As Ken Roseboro wrote earlier today, Monsanto GM sweet corn is about to be much more ubiquitous in the U.S. Interestingly, this announcement comes at about the same time as the release of a new study out of Iowa State University showing that some organisms — Western corn rootworm — that are supposed to be repelled by this GM corn are becoming resistant to it (and passing on that resistance to their offspring).
From the authors:
We report that fields identified by farmers as having severe rootworm feeding injury to Bt maize contained populations of western corn rootworm that displayed significantly higher survival on Cry3Bb1 maize in laboratory bioassays than did western corn rootworm from fields not associated with such feeding injury. In all cases, fields experiencing severe rootworm feeding contained Cry3Bb1 maize. Interviews with farmers indicated that Cry3Bb1 maize had been grown in those fields for at least three consecutive years. There was a significant positive correlation between the number of years Cry3Bb1 maize had been grown in a field and the survival of rootworm populations on Cry3Bb1 maize in bioassays.

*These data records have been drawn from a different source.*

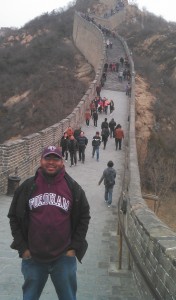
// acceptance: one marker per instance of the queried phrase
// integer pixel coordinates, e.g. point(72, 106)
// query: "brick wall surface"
point(23, 156)
point(153, 243)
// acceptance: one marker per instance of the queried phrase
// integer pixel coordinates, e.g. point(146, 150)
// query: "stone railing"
point(152, 242)
point(21, 157)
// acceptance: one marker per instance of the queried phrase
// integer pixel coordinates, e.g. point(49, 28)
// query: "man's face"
point(51, 164)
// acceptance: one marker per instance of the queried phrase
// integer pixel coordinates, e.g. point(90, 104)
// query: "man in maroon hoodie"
point(49, 217)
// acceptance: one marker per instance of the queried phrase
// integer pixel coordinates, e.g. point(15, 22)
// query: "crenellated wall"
point(153, 242)
point(24, 155)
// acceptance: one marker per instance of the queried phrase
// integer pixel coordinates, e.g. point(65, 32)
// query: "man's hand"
point(70, 253)
point(26, 254)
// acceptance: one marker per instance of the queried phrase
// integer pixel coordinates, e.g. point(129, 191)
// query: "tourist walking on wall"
point(69, 131)
point(82, 143)
point(73, 148)
point(64, 145)
point(111, 106)
point(105, 134)
point(119, 135)
point(95, 117)
point(98, 90)
point(96, 142)
point(109, 175)
point(87, 116)
point(49, 218)
point(112, 125)
point(104, 124)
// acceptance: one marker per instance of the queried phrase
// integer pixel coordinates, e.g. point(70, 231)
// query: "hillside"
point(43, 76)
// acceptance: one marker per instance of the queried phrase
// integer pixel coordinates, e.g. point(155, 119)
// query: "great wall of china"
point(151, 241)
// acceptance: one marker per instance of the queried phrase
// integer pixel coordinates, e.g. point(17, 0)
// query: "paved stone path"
point(98, 275)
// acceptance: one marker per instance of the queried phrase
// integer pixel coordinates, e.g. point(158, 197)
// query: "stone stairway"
point(114, 55)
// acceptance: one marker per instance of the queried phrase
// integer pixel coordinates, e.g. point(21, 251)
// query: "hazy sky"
point(164, 8)
point(15, 13)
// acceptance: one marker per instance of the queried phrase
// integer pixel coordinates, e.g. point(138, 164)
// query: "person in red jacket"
point(87, 116)
point(119, 135)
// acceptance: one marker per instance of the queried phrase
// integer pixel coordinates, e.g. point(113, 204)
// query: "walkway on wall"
point(98, 275)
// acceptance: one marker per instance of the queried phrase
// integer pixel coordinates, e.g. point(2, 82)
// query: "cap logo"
point(52, 148)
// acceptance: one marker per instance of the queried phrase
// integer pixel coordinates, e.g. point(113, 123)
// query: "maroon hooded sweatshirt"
point(49, 224)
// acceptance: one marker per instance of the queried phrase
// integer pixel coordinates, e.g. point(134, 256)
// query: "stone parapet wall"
point(90, 41)
point(23, 156)
point(153, 242)
point(112, 22)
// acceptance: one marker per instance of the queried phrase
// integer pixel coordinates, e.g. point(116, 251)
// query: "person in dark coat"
point(64, 145)
point(49, 217)
point(95, 117)
point(73, 148)
point(112, 125)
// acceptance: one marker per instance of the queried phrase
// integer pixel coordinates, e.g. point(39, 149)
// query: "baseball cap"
point(51, 150)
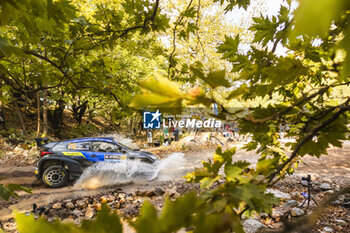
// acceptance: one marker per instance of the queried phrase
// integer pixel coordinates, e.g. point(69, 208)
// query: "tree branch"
point(284, 167)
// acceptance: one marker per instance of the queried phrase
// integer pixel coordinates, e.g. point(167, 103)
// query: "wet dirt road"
point(335, 165)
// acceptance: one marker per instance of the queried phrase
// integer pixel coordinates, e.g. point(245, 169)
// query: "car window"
point(105, 147)
point(78, 146)
point(60, 146)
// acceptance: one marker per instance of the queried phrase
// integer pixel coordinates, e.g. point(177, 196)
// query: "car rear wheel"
point(55, 177)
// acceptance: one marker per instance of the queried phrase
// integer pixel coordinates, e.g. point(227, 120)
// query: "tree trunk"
point(45, 125)
point(20, 117)
point(38, 113)
point(79, 111)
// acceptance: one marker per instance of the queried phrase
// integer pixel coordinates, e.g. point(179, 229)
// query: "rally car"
point(61, 161)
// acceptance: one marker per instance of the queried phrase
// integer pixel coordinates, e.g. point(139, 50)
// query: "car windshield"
point(126, 147)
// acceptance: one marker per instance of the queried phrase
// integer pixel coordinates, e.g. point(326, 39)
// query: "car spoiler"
point(42, 141)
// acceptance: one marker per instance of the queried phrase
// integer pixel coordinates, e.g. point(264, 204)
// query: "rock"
point(57, 206)
point(122, 201)
point(110, 198)
point(97, 206)
point(81, 204)
point(336, 202)
point(329, 192)
point(327, 229)
point(346, 204)
point(121, 195)
point(278, 194)
point(77, 213)
point(150, 194)
point(103, 199)
point(70, 205)
point(297, 212)
point(253, 226)
point(158, 191)
point(325, 187)
point(341, 222)
point(138, 193)
point(278, 212)
point(90, 213)
point(341, 197)
point(347, 199)
point(291, 204)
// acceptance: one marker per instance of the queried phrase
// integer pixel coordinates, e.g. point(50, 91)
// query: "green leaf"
point(215, 79)
point(315, 18)
point(229, 47)
point(238, 91)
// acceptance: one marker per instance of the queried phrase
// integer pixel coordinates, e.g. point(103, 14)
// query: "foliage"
point(9, 190)
point(310, 80)
point(303, 83)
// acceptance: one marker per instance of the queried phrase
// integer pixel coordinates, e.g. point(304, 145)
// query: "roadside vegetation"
point(106, 59)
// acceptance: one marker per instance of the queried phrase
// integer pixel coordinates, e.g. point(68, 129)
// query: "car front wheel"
point(55, 177)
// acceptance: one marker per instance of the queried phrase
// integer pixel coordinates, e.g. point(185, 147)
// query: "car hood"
point(140, 153)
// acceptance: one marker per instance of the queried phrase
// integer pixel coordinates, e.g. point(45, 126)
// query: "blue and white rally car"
point(62, 161)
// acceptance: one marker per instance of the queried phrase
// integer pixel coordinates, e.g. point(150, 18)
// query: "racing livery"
point(62, 161)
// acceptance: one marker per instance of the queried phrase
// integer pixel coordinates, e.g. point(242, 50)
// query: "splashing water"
point(105, 174)
point(122, 139)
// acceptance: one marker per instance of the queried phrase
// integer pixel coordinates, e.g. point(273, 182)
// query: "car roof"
point(106, 139)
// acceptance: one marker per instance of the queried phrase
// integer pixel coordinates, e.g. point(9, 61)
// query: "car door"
point(106, 151)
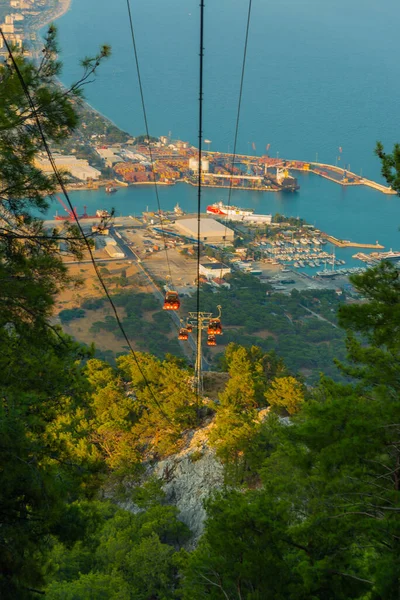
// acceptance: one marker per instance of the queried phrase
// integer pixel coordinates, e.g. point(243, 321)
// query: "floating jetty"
point(337, 175)
point(348, 244)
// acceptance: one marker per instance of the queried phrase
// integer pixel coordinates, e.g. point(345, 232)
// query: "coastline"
point(52, 15)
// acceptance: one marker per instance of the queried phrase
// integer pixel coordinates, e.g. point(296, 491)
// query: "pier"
point(338, 175)
point(348, 244)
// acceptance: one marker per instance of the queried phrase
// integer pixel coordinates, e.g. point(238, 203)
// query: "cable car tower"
point(202, 321)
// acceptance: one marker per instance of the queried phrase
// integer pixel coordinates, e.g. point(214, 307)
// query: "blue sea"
point(319, 76)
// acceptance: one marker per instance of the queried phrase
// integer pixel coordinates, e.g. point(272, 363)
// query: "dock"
point(338, 175)
point(348, 244)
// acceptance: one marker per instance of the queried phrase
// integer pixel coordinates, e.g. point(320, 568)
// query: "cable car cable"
point(147, 131)
point(199, 187)
point(239, 106)
point(61, 183)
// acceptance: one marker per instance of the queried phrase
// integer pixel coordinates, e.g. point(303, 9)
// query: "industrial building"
point(214, 270)
point(114, 251)
point(78, 168)
point(210, 230)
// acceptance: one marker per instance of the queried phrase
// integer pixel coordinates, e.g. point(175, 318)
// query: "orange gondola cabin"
point(214, 327)
point(211, 341)
point(171, 301)
point(183, 334)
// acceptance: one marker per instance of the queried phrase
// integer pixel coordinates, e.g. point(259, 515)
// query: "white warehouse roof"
point(210, 230)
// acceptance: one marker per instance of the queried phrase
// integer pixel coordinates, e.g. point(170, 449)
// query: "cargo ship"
point(72, 216)
point(218, 208)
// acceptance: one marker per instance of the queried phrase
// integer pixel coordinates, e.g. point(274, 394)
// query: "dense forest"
point(308, 506)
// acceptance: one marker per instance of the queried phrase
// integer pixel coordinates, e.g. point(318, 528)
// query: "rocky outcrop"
point(189, 477)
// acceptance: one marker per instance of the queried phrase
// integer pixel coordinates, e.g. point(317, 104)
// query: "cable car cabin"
point(214, 327)
point(183, 334)
point(211, 341)
point(171, 301)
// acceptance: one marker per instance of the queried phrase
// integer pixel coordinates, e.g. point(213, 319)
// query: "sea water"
point(319, 76)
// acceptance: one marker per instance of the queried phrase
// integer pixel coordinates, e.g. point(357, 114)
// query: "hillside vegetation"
point(310, 504)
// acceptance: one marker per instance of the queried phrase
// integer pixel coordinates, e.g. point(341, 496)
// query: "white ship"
point(234, 213)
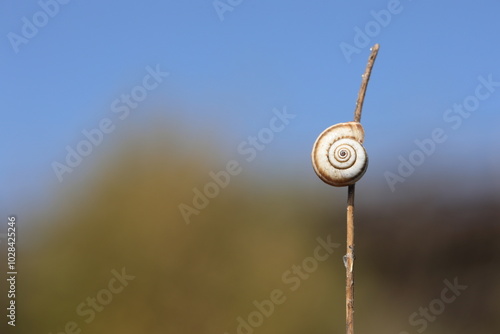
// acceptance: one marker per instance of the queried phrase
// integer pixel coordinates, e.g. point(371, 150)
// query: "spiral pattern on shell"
point(338, 155)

While Monsanto notes that the yields are not yet being significantly affected by such GM-resistant pests, the point is that there is clear development of resistance over time (just a few years even) and, as the authors conclude, “a more integrated approach to the use of Bt crops may be necessary.”
The correlation between severe rootworm injury to crops and use of GM corn is pretty clear. Will it keep the U.S. from planting more and more GM corn? Not unless more people (i.e. you) start speaking up in opposition to GM corn and other crops.